Do I need a trust as part of my estate plan?

Not every estate plan needs a trust. However, a trust can be an extremely beneficial estate planning tool and is often recommended, especially when real estate is part of the estate, when there are multiple heirs, and when minors or special needs dependents are involved.

A trust is similar to a Last Will and Testament in that it specifies how your property will be distributed, but it offers more flexibility and can be used to address more complex estate planning situations. A trust can also be used to manage and transfer assets and minimize tax liability while a person is still alive.

What documents are included in an estate plan?

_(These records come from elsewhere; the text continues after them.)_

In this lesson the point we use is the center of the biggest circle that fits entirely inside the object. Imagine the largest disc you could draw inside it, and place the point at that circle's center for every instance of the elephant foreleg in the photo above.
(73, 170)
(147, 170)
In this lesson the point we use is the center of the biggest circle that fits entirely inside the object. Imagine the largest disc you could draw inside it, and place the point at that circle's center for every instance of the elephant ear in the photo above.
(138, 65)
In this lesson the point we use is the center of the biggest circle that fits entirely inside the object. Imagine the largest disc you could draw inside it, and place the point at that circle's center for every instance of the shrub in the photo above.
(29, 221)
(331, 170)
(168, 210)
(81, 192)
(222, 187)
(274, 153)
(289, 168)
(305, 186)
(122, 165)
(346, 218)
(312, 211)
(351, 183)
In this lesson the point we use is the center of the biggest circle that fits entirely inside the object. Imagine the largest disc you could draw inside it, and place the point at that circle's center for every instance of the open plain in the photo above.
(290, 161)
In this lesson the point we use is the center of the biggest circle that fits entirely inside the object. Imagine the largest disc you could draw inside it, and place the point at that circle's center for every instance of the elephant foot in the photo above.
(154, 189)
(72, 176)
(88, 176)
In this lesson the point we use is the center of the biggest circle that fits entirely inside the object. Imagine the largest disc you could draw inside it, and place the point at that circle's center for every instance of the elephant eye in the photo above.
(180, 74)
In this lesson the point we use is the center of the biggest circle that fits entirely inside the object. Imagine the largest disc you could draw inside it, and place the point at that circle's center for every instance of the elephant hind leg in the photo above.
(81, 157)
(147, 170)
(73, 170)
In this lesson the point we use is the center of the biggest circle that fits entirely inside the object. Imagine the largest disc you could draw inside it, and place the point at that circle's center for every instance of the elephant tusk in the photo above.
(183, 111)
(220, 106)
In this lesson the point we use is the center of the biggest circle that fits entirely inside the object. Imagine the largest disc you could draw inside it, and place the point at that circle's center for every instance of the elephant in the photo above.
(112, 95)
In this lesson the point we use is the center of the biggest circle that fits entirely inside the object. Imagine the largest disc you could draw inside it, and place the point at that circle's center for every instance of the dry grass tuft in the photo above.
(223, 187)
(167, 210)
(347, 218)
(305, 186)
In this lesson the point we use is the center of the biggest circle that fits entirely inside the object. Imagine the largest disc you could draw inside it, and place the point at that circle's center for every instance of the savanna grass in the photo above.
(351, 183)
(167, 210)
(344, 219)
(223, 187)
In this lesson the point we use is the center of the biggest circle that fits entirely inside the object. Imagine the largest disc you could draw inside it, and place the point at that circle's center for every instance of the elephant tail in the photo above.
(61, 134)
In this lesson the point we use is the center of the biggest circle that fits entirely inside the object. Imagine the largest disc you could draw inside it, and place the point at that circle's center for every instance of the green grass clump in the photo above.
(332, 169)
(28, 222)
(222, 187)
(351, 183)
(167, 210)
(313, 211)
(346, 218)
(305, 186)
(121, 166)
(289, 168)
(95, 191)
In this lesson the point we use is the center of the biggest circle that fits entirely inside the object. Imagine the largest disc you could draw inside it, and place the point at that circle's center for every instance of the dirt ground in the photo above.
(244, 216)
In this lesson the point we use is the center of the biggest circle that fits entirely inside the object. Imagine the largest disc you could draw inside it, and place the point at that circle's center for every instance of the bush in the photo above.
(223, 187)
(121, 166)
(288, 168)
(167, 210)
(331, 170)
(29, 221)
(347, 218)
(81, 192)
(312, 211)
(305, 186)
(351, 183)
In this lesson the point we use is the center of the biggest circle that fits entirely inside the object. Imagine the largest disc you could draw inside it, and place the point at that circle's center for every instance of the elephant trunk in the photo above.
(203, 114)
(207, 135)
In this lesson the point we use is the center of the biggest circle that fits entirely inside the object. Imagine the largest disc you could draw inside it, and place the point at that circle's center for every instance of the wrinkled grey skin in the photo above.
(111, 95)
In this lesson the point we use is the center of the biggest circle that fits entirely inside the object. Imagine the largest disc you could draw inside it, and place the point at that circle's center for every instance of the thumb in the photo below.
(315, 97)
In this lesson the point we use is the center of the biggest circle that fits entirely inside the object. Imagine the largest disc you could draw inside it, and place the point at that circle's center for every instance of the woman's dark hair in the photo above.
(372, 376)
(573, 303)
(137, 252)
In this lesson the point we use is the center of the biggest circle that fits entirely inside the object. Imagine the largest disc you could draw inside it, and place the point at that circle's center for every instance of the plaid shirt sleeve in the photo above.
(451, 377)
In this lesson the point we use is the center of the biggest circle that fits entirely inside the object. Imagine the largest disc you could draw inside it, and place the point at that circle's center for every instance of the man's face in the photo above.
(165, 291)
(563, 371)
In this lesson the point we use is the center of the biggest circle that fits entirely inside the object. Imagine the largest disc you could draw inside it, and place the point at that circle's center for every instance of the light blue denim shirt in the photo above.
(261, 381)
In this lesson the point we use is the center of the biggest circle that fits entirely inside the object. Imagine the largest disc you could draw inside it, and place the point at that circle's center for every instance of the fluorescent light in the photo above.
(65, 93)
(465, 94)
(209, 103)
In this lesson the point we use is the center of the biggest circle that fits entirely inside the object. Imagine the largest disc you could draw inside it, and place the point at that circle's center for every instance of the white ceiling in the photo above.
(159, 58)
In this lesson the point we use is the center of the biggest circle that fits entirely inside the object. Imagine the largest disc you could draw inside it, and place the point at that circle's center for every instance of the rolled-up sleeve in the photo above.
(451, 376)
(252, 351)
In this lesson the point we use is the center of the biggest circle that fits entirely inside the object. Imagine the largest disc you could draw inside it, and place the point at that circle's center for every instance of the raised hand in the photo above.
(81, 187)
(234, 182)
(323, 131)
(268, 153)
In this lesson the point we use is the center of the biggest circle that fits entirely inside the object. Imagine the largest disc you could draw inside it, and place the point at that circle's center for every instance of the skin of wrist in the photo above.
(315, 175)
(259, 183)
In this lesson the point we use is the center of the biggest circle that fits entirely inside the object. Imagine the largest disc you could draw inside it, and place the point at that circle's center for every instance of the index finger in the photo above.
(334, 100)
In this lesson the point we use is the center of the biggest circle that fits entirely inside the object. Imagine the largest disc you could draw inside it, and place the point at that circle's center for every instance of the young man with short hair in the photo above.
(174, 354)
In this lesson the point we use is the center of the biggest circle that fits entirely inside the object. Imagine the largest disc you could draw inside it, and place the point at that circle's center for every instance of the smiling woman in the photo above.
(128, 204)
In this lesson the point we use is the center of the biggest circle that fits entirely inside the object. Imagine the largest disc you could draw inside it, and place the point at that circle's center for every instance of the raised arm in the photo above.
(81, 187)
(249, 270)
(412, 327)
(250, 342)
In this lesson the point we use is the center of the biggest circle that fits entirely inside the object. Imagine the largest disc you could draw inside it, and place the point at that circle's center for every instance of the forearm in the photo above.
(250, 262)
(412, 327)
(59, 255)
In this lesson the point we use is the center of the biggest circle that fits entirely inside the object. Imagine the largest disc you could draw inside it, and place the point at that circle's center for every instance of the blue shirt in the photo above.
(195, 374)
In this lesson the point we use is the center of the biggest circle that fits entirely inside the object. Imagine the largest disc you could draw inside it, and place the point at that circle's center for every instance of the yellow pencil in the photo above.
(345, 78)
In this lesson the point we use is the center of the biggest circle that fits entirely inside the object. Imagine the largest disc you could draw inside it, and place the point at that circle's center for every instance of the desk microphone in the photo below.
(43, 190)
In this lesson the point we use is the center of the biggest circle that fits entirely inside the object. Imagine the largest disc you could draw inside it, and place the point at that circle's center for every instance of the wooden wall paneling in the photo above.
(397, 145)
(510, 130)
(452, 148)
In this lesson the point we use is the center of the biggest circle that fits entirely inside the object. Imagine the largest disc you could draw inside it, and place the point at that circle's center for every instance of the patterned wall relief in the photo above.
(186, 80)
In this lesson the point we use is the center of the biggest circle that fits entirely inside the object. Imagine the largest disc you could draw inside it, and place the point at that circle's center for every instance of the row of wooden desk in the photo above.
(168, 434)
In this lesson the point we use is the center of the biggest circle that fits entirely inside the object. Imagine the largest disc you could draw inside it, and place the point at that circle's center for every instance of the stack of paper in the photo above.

A basic estate plan includes a Last Will and Testament or a Trust and associated documents, an Estate Planning Letter, a Property Power of Attorney, a Healthcare Power of Attorney, a Living Will, an Affidavit Authorizing Burial or Cremation and Request to Nominate Guardian. These documents give you control over how you will spend your final days, describe how your property will be transferred upon your death, and ensure that your wishes will be carried out if you are unable to carry them out on your own.

Your estate planning attorney may recommend a Trust or a Will. A Trust is similar to a Will in that it specifies how your property will be transferred, but a Trust offers additional privacy and increased flexibility to accommodate more complex estate planning situations.       

How can a lawyer help with my Will and estate plan?

A lawyer can help by drafting a Will and other estate planning documents, like a trust, a Property Power of Attorney, a Healthcare Power of Attorney, a Living Will, and other Advance Directives. A lawyer will also provide advice on how to title your assets to minimize your estate tax liability and ensure a smooth administration of your estate.

What is an estate?

Your estate is all the property you own at the time of your death. Your estate may include real property, like houses and investment properties, as well as personal property such as bank accounts, retirement accounts, and investment accounts, as well as jewelry, automobiles, and other items.

Why do I need an estate plan?

Estate planning allows you to control how your property is transferred to the people and organizations you care about most. Your estate plan provides instructions on how to transfer your property, including who will receive your property, what they will receive, and when they will receive it. An effective estate plan accomplishes these goals as quickly and efficiently as possible, with the least amount of money spent on taxes, legal fees, and court costs.